To see a sample of the data you need, right-click a table in the DSV and select Explore Data. You can now see rows from the underlying table presented within the Explore <tablename> Table window as shown in Figure 4-20. The data presented is only a subset of the underlying table. By default the first 5,000 rows are retrieved and shown within this window. You can change the number of rows retrieved by clicking the Sampling Options button. Clicking the Sampling Options button launches the Data Exploration options where you can change the sampling method, sample count, and number of states per chart which is used for displaying data in the chart format. Once you have changed the sample count value you can click the Resample Data button to retrieve data based on the new settings. The Explore Table window has four tabs: Table, Pivot Table, Chart, and Pivot Chart. The Table tab shows the raw sampled data from the data source as rows and columns with column headings.
When you click the Pivot Table tab you get an additional window called PivotTable Field List that shows all the columns of the table, as shown in Figure 4-21. You can drag and drop these columns inside the pivot table in the row, column, details, or filter areas. The values in the row and column provide you with an intersection point for which the detailed data is shown. For example, you can drag and drop ProductKey, CustomerKey, and Sales Amount to the row, column, and detail data areas. The pivot table now shows you sales amount of each product by each customer. The pivot table actually allows you to view multidimensional data from a single table. You learn more about pivot tables in Chapter 15.

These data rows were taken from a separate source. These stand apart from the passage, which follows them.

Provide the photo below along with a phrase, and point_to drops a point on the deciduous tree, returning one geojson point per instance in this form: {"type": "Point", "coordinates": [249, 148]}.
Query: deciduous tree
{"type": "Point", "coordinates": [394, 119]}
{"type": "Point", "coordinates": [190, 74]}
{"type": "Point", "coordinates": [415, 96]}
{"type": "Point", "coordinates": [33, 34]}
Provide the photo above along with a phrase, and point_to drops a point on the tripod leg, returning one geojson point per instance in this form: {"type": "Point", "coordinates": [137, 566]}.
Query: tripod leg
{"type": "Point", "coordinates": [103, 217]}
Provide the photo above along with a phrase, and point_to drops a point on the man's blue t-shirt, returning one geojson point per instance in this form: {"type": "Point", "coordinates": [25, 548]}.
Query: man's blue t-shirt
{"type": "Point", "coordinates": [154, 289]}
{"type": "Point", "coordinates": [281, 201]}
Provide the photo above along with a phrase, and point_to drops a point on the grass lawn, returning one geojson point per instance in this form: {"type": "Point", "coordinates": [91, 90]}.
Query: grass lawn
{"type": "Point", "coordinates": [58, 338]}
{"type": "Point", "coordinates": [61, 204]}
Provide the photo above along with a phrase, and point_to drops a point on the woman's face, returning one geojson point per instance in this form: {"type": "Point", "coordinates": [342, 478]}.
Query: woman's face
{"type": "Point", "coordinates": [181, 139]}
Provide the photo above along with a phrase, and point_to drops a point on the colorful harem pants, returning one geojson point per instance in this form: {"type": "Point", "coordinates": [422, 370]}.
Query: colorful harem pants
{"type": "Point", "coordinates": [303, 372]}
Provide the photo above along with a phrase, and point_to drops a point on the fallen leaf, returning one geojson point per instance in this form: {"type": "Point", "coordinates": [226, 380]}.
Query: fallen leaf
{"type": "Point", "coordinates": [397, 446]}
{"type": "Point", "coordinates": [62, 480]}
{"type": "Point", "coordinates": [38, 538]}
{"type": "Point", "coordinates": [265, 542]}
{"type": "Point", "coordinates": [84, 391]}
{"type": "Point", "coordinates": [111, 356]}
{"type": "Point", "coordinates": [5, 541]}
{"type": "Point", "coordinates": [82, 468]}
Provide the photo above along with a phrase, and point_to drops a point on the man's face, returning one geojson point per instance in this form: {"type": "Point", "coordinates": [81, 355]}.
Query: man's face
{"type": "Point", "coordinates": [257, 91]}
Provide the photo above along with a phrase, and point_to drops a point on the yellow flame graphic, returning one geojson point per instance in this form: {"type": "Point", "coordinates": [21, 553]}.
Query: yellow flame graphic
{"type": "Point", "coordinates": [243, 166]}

Analysis Services analyzes the sample data, identifies the most important columns within the table, and provides you distributions in the Chart tab. The Pivot Chart tab provides you functionality similar to the Pivot Table tab but in a chart view. The Chart and Pivot Chart tabs are typically used to do an initial analysis of the data so that appropriate columns can be used to create good Data Mining models. You learn more about these in Chapter 14.